The beige paint on the office walls, the leather furniture and polished metal desk, along with a new carpet decorating the office all stank with that telltale new smell. I pulled the hem of my T-shirt over my nose.
Beyond the wide window behind me, most of New City rested in quiet slumber. On the ground floor, four hundred and twenty feet below my feet, the security guards snored at their posts. Maybe not both of them, but I knew at least one snored away while the other tried to keep his eyes open, alert to the monotony of the empty building on a monitor before him.
Since escaping Vice, I’d observed many guards, detailed many buildings back in the Beast City. When I first left Vice, and without a roof over my head, I’d survived by scavenging the Dumpsters and sleeping inside empty homes. Then I found an abandoned basement right under a bakery and spent a few weeks hiding in there, coming up only long enough to hoard some food. One day, I met Patty, another runaway, who knew her shit around the kitchen. Together we founded the very first and only Shelter from the Beasts. The shelter hid paired woman who’d refused pairings, and we’ve since grown to eighteen women. And all those mouths needed to eat.
My stomach growled.
It might as well be a beast in its own right, I was so hungry. I jabbed the pin, trying to force the lock open. The pin snapped. I flicked the broken piece. I popped my knuckles and adjusted my backpack, then crouched, eye level with the desk drawer where I hoped I’d find the storage key. If the key wasn’t in the drawer, the next option was the safe inside the wall. If it was in there, I’d need to blow the safe door. When it exploded, the guards would figure out someone up here was robbin’ their asses, so I’d need to drug them before blowing shit up. I really hoped the manager hadn’t felt the need to hide the key.

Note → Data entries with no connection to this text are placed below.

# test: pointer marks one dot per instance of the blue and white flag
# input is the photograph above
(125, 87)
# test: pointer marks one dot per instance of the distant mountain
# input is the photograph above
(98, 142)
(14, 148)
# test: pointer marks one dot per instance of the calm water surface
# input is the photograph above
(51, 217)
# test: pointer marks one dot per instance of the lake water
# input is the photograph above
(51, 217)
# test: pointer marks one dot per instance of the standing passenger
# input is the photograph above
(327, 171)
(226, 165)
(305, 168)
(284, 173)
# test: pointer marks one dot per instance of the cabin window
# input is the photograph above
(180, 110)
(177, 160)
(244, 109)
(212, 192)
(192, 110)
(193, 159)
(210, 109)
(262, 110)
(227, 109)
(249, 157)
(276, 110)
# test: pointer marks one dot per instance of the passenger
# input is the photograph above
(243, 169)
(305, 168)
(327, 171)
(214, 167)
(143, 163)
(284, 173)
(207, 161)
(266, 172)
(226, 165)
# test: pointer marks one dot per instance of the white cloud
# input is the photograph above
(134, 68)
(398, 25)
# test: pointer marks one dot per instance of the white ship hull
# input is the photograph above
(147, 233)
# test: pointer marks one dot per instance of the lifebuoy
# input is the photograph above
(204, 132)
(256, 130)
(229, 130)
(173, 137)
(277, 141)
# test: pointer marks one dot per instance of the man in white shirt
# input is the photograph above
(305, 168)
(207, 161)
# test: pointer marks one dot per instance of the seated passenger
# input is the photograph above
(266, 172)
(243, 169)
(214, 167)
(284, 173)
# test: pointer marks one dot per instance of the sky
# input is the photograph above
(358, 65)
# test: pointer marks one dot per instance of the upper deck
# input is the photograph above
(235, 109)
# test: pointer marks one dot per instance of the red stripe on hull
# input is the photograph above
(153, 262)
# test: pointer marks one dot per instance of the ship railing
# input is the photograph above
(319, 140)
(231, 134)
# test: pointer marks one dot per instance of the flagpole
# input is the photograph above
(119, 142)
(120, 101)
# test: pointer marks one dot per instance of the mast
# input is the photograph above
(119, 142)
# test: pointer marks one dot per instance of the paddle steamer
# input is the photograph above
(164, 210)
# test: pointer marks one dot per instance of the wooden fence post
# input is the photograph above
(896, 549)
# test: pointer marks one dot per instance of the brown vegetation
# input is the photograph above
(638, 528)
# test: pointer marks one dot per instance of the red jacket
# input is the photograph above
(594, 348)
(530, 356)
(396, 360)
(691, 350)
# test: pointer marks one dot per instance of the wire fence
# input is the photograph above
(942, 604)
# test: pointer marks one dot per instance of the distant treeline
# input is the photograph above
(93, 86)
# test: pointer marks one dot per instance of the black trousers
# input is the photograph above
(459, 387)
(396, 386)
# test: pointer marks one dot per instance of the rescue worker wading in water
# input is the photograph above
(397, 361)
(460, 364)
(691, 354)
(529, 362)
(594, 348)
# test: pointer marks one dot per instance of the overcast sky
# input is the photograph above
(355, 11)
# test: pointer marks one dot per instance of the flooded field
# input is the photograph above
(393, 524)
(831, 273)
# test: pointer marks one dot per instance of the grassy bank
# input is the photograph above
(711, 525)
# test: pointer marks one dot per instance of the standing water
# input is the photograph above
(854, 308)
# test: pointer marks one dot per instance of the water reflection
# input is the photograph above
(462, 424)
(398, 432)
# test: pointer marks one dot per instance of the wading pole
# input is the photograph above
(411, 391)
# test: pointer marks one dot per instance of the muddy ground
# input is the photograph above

I jabbed a pair of new hairpins inside the small lock, then fiddled with the metal until a click sounded in the silent room. Sweat accumulated on my forehead, and I dabbed it on my sleeve, then peeked inside the drawer. Winner winner chicken dinna! Literally. I haven’t had a chicken in like…months, ever since I’d escaped Vice for the first time.
The key was a rectangular plastic card half the size of my palm. It was smooth and transparent, but much thicker than the keys beasts used in the city. It looked outdated. I pocketed it, then peeked back inside the drawer. Oh, a protein bar! I unwrapped it. Sitting down cross-legged, I bit into the delicious morsel. Mmmm, orange flakes and nuts coated in chocolate.
The dust played above the carpet as my flashlight searched the room.
Shit. I swallowed and tilted my head, listening.
From the hallway, the security guard shouted, “Got a light alert for twenty-three zero five.”
What light? I looked around the room. Sure enough, a tiny night lamp shone dimly in the corner of the room. The motion sensors in the office had worked, and the lamp had lit up while I busied myself with the picks.
The door handle jerked.
I peeked over the desk and stuck my hand into my pocket.
The security guard, in a black uniform, fiddled with the lock. I took a few seconds to size him up, and unfortunately, the beast was fit, which meant he wouldn’t tire as quickly as an unfit beast. Time to go. I crawled across the office space to the adjacent suite’s polished, dark wooden door.
Above my head, the flashlight hit the door. “Got a guy in here!”
Before the building locked down, I opened the door, then turned. When the beast stepped inside, I got a short blowgun from my pocket and pressed it over my lips.
He advanced.
I blew.
Hit! Right in the neck.
The beast wouldn’t collapse, but the poisoned dart would slow him down. Adjusting my pack, I ran to the other office’s exit door, skipping the visitors’ chairs in my way.
The lights lit up the hallway.
The alarms blared through the building.
Feet pounded the carpeted floors. “Stop!”
Not a chance! I wasn’t getting caught again.
Small round lights above the metal doors signaled that the elevator was on the first floor, so I ran to the fire exit at the end of the hallway, the guard on my heels. Or was it both guards by now? I didn’t look back, only forward.
“Climbing up!” the guard shouted.
The alarms triggered the lockdown right after I opened the exit door.
Leaping three stairs at the time, heart pounding, I fisted my hands and worked my shoulders and legs twenty floors to the roof The beasts were big, bulky guys, so I sprinted. Quick on my feet, I got to the top and kicked the exit door. Locked. Shit.
I heaved breaths along with the guard, who panted as he climbed the stairs, the poison rushing through his bloodstream. From my other pocket, I got a tiny detonator and pasted it like a piece of gum on the door right above the lock. I stepped back, covered my ears. Three, two, one. Boom! Blew the lock. I’d have used that on the safe’s door.